Kimi K2.5: Visual Agentic Intelligence
We introduce Kimi K2.5, an open-source multimodal agentic model designed to advance general agentic intelligence. K2.5 emphasizes the joint optimization of text and vision so that two modalities enhance each other. This includes a series of techniques such as joint text-vision pre-training, zero-vision SFT, and joint text-vision reinforcement learning. Building on this multimodal foundation, K2.5 introduces Agent Swarm, a self-directed parallel agent orchestration framework that dynamically decomposes complex tasks into heterogeneous sub-problems and executes them concurrently. Extensive evaluations show that Kimi K2.5 achieves state-of-the-art results across various domains including coding, vision, reasoning, and agentic tasks. Agent Swarm also reduces latency by up to $4.5\times$ over single-agent baselines. We release the post-trained Kimi K2.5 model checkpoint to facilitate future research and real-world applications of agentic intelligence.

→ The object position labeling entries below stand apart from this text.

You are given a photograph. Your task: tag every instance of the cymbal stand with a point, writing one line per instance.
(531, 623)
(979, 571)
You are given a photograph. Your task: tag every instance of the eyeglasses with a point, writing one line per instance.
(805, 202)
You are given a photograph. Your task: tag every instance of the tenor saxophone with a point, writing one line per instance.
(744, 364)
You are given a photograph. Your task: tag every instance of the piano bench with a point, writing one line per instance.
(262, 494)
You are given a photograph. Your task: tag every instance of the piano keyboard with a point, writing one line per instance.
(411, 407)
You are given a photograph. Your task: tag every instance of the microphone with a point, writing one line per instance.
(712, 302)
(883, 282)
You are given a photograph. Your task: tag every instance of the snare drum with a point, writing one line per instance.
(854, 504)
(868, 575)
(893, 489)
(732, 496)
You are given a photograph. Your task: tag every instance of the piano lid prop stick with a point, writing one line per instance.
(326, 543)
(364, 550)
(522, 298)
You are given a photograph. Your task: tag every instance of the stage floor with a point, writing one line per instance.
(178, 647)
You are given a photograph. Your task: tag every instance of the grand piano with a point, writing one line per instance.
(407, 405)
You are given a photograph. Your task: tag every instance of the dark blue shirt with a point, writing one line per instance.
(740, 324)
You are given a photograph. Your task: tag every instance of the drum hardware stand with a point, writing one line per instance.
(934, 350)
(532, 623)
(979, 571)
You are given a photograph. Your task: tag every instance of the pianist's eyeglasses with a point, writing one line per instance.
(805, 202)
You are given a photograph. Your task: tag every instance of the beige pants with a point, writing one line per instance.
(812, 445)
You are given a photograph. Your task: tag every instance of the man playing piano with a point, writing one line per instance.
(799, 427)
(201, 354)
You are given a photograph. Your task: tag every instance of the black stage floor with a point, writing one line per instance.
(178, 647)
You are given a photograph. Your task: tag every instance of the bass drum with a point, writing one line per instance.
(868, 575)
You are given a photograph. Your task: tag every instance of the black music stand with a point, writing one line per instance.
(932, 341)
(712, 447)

From Biased Chatbots to Biased Agents: Examining Role Assignment Effects on LLM Agent Robustness
Large Language Models (LLMs) are increasingly deployed as autonomous agents capable of actions with real-world impacts beyond text generation. While persona-induced biases in text generation are well documented, their effects on agent task performance remain largely unexplored, even though such effects pose more direct operational risks. In this work, we present the first systematic case study showing that demographic-based persona assignments can alter LLM agents' behavior and degrade performance across diverse domains. Evaluating widely deployed models on agentic benchmarks spanning strategic reasoning, planning, and technical operations, we uncover substantial performance variations - up to 26.2% degradation, driven by task-irrelevant persona cues. These shifts appear across task types and model architectures, indicating that persona conditioning and simple prompt injections can distort an agent's decision-making reliability. Our findings reveal an overlooked vulnerability in current LLM agentic systems: persona assignments can introduce implicit biases and increase behavioral volatility, raising concerns for the safe and robust deployment of LLM agents.